At this moment, 9 years ago, I was sleeping off the anesthesia from my bowel surgery. I actually don’t know how long I was out, I know it was longer than expected, but I’m not sure about the amount of time. I told my mom a long time ago I didn’t want to know. I’m not sure why, but the combination of being so close to death and knowing my mother had to sit in the waiting room waiting for however many hours is just too much. It’s like one step over the line of comfort. Let’s be honest, as parents, we mull over our mortality and that of our children far too much already. I’m okay with simply knowing I came close but never crossed the finish line.
9 years ago, I was uncertain about the future. It was the first time throughout the whole experience of trying to survive with ulcerative colitis that I saw my mother cry. When I handed her my necklaces, that was it for her. The damn broke. We both squeezed each other and cried. There was no point in hiding the fact that we were both scared and unsure if this would be the last time we would look into each other’s eyes. Looking into my mother’s eyes was a thing for me. The very first time I heard her voice after being alive outside of the womb, I looked straight into her eyes. It’s been our form of communication ever since.
In a second, so many questions passed through me. I wondered what she would do without me. Who would be her little girl? Would she be okay without one of her children? The thought of losing my own child made me sick to my stomach.

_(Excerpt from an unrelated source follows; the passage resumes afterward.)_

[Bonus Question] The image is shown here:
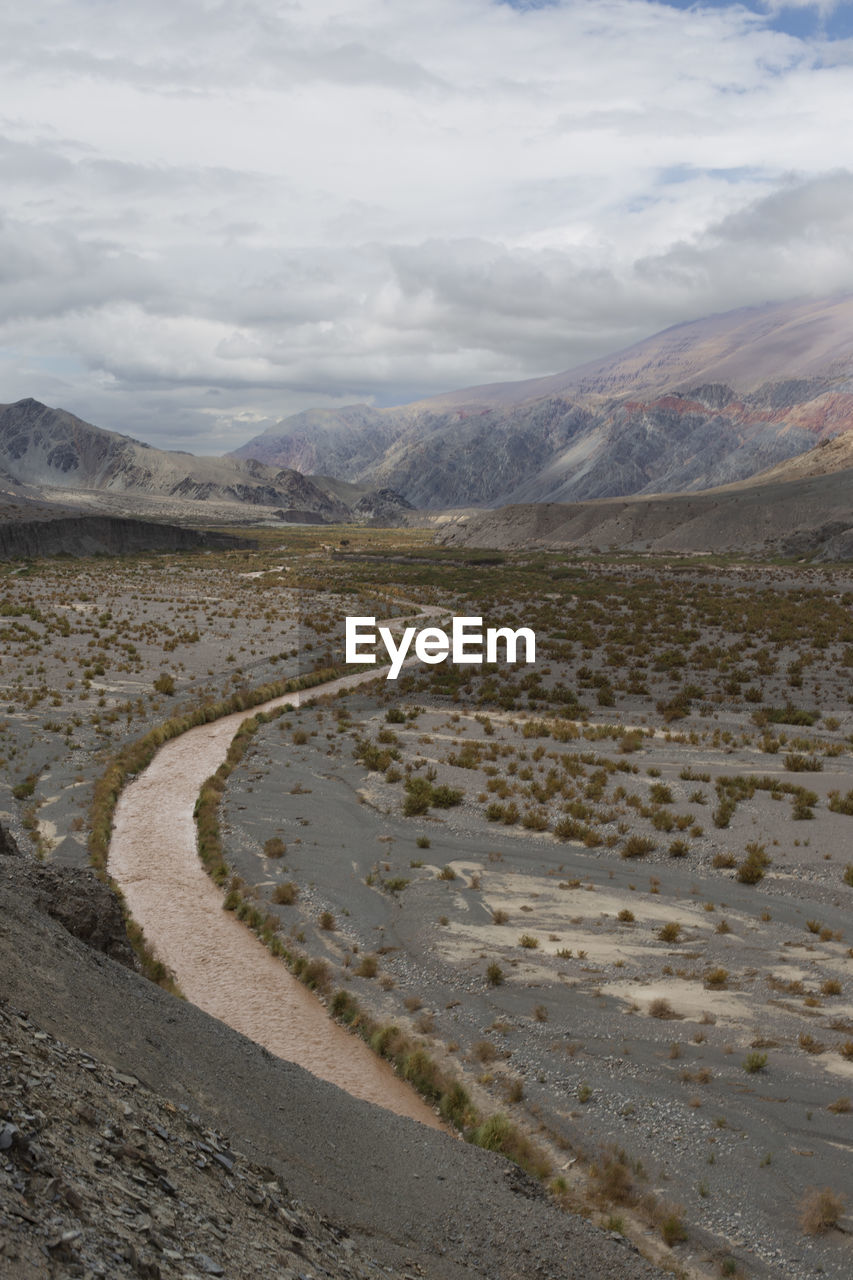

I couldn’t imagine having to wake up the following day without my own child. I felt sorry for her, and I felt guilty. If I left, I would be leaving her without a daughter, a buddy, and without her firstborn. Your firstborn is no better or no worse than your other children. It’s just the child you’ve been with the longest. And she and I started out together just as her life was beginning to take flight. With 22 years between, sometimes she felt like my best friend and then my mother. I have never gone a day without talking to my mom. Even when she was on tour, I still got to speak to her for a few minutes. Who would call her every single day or text her funny anecdotes? How could I leave her like this? Moreover, how could I leave her with my child? Why was this happening? Would I make it through? And if I did, what would it mean for the rest of our lives? I wanted to live and find out.
My mother celebrates this day every year with the same enthusiasm as the day she gave birth to me. She calls it my second birthday. I like that because it describes this event so well. My mom was right; it is my second chance. It was our second chance as a family. A second chance for daily talks and silent communication. A second chance to complete all the moments paused by inflammatory bowel disease. A second chance to live the full life I started off living as a teenager. I lost my colon and gained my life. Nine years later, I am here and waiting on decisions from schools that I’ve applied to. I’m mothering through a pandemic, and my mother can still speak a thousand words to me through her eyes.
I can remember waking up the next day and staring out of my hospital window. I had made it. I had lived to the next day, and there would be more days to come. Happy Anniversary, J-Pouch. We did it, girl!